I’m writing this morning to ask you to vote ‘NO’ today on the proposed legislation on Police Accountability and instead vote to support the work of the proposed Task Force and moving the discussion to the regular session in 2021.

There are good ideas in this bill. I strongly support all Connecticut police departments receiving standardized training and accreditation and the ability for CT POST to revoke certifications.

The Darien Police Department should be held up as a model department who has already implemented many of the reforms proposed in the legislation. We require the use of both dash cameras and body-worn cameras. Body worn cameras have been in operation in Darien since 2017. The cameras have proven to be a benefit for both the public and our officers. For over 30 years, the Darien Police Department has disallowed the use of choke holds unless there is a risk of serious injury or death to the officer or another individual and uses and displays of force must be reported.

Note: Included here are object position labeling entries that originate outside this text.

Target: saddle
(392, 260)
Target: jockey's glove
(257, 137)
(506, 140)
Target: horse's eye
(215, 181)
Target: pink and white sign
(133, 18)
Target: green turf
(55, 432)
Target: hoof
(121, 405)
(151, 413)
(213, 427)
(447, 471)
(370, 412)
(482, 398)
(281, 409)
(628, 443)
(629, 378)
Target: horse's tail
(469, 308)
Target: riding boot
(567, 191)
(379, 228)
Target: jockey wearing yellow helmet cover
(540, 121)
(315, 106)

As Darien’s representatives, I hope that in doing your due diligence on this bill, you met with Chief Don Anderson and Captains Shreders and Marron to understand the high standards of the Darien Police Department.

I have four specific objections to the bill in general and certain portions of the bill:

1. It is unfathomable to me that the legislature would vote on such a significant law enforcement reform bill while no one from the public is paying attention, let along participating in this important debate. A “public listening session” was held on a Friday in July which did not allow for the traditional full, transparent and open dialogue. Folks are worried about their health, their jobs and whether their kids will be going back to school. The perception by many is that this legislation is being “slipped” through while the public is not engaged.

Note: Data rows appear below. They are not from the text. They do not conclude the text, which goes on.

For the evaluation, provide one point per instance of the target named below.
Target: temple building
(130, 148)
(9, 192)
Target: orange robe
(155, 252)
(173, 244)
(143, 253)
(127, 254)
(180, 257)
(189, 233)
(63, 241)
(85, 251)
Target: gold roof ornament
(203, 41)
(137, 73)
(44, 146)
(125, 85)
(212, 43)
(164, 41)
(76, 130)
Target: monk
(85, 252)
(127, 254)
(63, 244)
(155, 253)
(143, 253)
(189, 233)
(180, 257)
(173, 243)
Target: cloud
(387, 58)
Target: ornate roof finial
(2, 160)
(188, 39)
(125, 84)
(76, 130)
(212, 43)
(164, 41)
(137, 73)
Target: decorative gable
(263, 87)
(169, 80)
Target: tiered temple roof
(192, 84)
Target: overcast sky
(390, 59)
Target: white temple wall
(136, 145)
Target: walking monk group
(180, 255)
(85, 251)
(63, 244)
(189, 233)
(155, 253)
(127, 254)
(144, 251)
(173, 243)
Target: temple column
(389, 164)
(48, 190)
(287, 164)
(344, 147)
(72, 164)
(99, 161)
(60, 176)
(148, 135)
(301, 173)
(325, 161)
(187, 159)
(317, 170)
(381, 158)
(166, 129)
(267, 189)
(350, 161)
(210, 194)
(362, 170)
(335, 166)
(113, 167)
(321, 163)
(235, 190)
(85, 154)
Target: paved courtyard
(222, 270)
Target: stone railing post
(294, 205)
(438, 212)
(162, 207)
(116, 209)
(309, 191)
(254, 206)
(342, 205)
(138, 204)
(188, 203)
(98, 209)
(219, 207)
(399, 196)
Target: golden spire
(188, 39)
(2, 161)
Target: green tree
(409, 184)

2. Section 41 includes the elimination of “qualified immunity” for police officers and exposes officers and municipalities to unquantifiable damages. I know you have heard from law enforcement professionals statewide that this provision would decimate our police forces through retirements, resignations and the inability to recruit, hire and retain qualified officers. Qualified immunity does not protect officers from reckless, negligent or criminal behaviors which, I believe is the goal of these reforms. This section of the bill should be removed in its entirely.

3. Keeping our law enforcement professionals and all our first responders healthy in both body and mind is critical. The provisions of this bill mandating mental health screenings (Section 16) every five years may have unintended consequences that have not been discussed to date. I support the mental health assessment referral “for good cause” section of this bill. The mental health assessment provisions of the bill should be removed and studied further by the Task Force to make sure all unintended consequences are fully understood.

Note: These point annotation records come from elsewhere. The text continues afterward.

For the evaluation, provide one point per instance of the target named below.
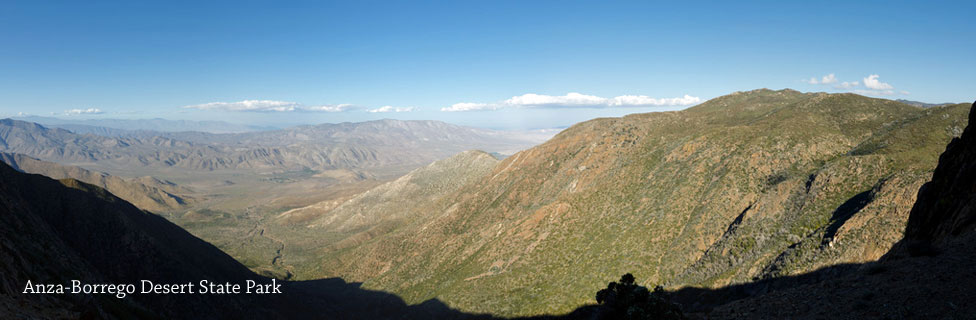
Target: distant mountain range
(922, 104)
(53, 232)
(388, 146)
(749, 186)
(113, 127)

4. The bill as proposed was to go into effect “upon passage”. This morning, a new version of the bill changed the effective date to 7/1/2021. If this legislation is time sensitive enough to be the subject of the Governor’s Special Session, changing the effective date gives the perception that the timing is political and not responsive to a critical and timely need. In light of this 11th hour information, the entire bill should be tabled and brought forward during the regular 2021 session when the public can be better engaged and more important due diligence can be provided.